Tuesday, June 20, 2006

Which Flower is Bulorfulling?

Among the many offers for formula, portraiture, diapers, etc., that came streaming through our mailsolt after Quinn was born was one interesting plea from Infant Studies at the University of Maryland. Basically researchers and students in the linguistics, psychology and speech and hearing programs are looking for kids from birth up to age 10 for help with various studies about cognition, hearing, and language acquisition.

Naturally, I couldn't pass up the chance to offer up my first and second born for the sake of science. I filled out the card (and if any one reading this is in the D.C. metropole and has a young kid or is about to, check out the program website; they're always looking for more kids for the database for possible studies) and sent it in and within a week or so we got a call for a linguistics study involving Celeste.

Basically, the goal is to look at how kids might learn/understand verbs. After Celeste spent a little time doing puzzles and free playing with one of the researchers while I filled out a consent form, a word inventory*, and other paperwork, we went into a little room with a big screen television.

I'd put out the caveat that Celeste doesn't really watch TV (every now and then outside of the house she might get a glimpse of what I tell her is a "magic light box," but usually it doesn't hold her interest too long), but they didn't think that would skew the data.

Basically, Celeste sat in a highchair in front of the screen. I sat behind her so she couldn't see me (and I couldn't cue her or otherwise affect the results). And then, with at least two cameras recording, the video started. It seemed a bit like a Baby Einstein video, albeit with some made-up words: "Look at the flower. The flower is bulorfulling. Which flower is bulorfulling?" The researchers were tracking which images/parts of the screen Celeste was watching at what times to see if she looked in the right direction when the "Which flower is bulorfulling?" question was asked.

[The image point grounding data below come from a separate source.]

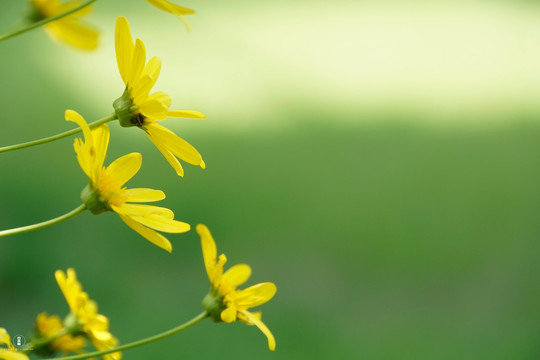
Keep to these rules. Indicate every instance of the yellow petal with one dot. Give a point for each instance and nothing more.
(101, 137)
(160, 223)
(176, 145)
(209, 250)
(144, 195)
(255, 295)
(125, 167)
(73, 33)
(229, 314)
(235, 276)
(137, 62)
(173, 161)
(191, 114)
(148, 234)
(143, 210)
(256, 321)
(170, 7)
(124, 47)
(12, 355)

From where I was, there were at least one or two times when she tilted her head in a way that made me think she was looking where they wanted her to, but I couldn't see her face to know for sure.

The actual test lasted about 5 minutes; the paperwork and playtime before hand took about 30. And Celeste came out of it with a new book, Elmo's World: Animals!. I dinnae mean for her to get a Red Menace book, but she kept focusing in on the Sandra Boyton books she already owns; I just saw "Animals!" on the spine and pulled it out for her. She immediately noticed Elmo.

UPDATE: Here's a description of the research methods being used by the language acquisitiion lab. Although the specifics outlined are different, I'm pretty sure the test Celeste was part of fall under the "Preferential Looking" method.

Also, despite joking that I would, I didn't tell the researchers that we've been trying to speak only Proto-Indo-European around Celeste ...

*Only spoken words were counted, so things that Celeste only signs, such as MILK, weren't counted even though she knows and uses the sign for the word. I also couldn't count the kissy noise that means giraffe; for some reason giraffe wasn't one of the animal sounds in the inventory.